Monday, December 03, 2007

My How times have changed: Dasepo Naughty Girls

There was a VERY good read over at Gusts of Popular Feeling on a movie called Dasepo Naughty Girls (at least it was mostly about that with a tangent or two) and it just gave me some inspiration for a couple of Korea long-timer anecdotes on the subject of Sex and the Media in Korea.

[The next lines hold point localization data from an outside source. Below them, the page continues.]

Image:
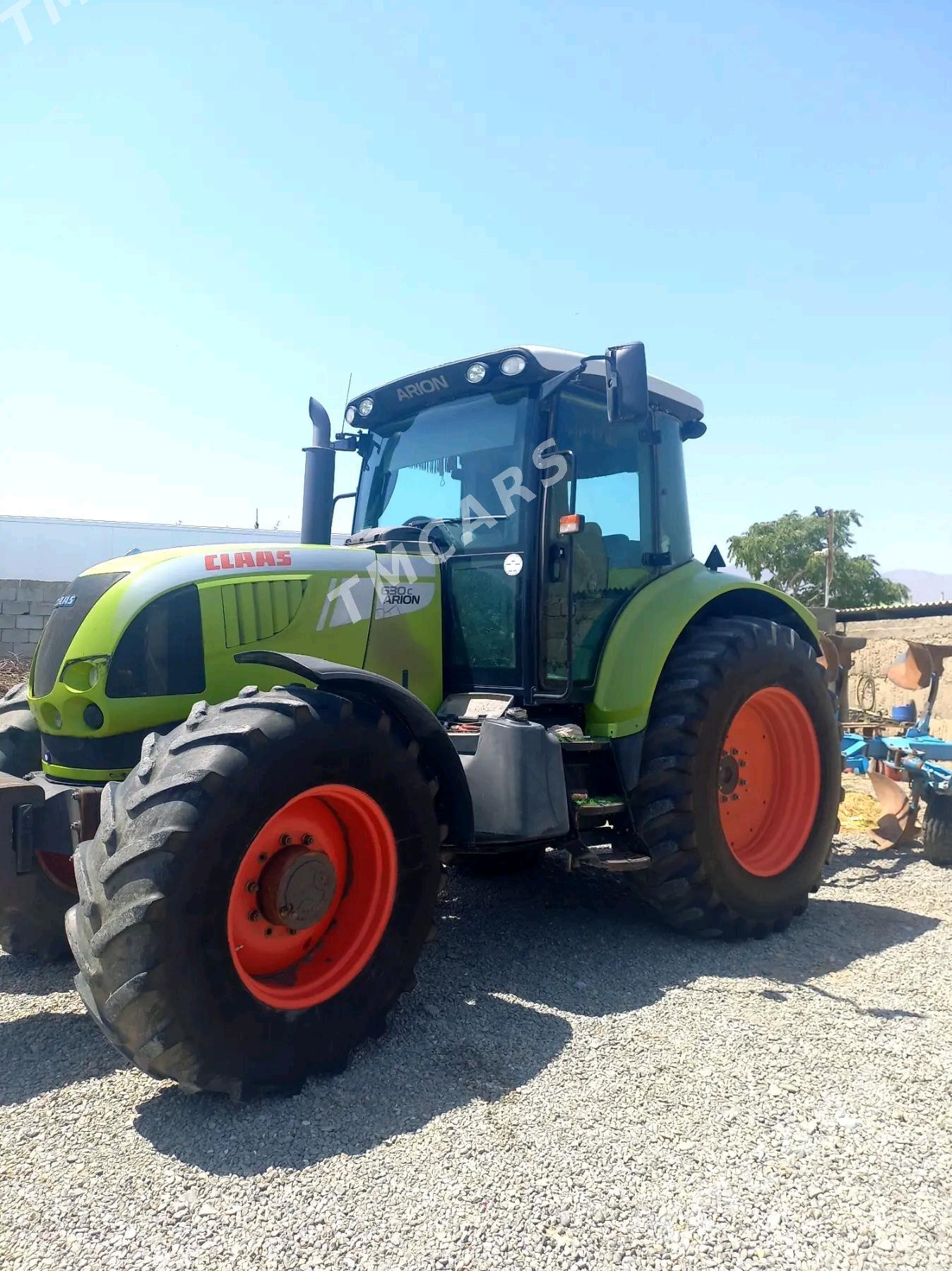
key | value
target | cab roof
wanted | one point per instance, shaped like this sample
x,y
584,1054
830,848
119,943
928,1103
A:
x,y
543,362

First, I came to Korea in April of 1996. At that time, I recall seeing some Korean dramas and wondering why every time the lovers would come close to kissing, the scene would change or fade to a commercial. I asked my director (I was one of the few who actually made friends with my hagwon owner) and he said that it was 'against the law' in Korea to show people kissing on television. I also recall that a certain drama featuring two married people who were in an intimate relationship that involved NO PHYSICAL CONTACT yet the scandal over this drama was all over the place because the two people were in dissatisfying marriages and decided to (as my director succinctly put it) "share their minds." Needless to say, after growing up coming home to my mother watching "Days of Our Lives" or "General Hospital" I was dumbfounded at what I perceived to be a puritanical society. Of course, I was out in the country and my exposure to the sexual underbelly of Korea was limited but it was obvious that the average Cho Blow was pretty up in arms about it. Nowadays, on both the big and small screen it seems that a lot of these barriers gone well beyond destruction and can scarcely be remembered.

Second story, About 4 years ago, I was teaching a couple of middle school boys and the subject somehow wound up on a picture that one of their classmates had shown them of his sister in the shower (apparently without her knowledge either that the picture had been taken or that it had been distributed). And I recall being disturbed because a middle school student not only had a phone (which back then was not as common as it is today) but had used it for such a sinister purpose. Now, after reading the aforementioned article, that seems to pale in comparison to the way the cellphones are being used today to film things that only a few years ago would have been shocking beyond all comprehension.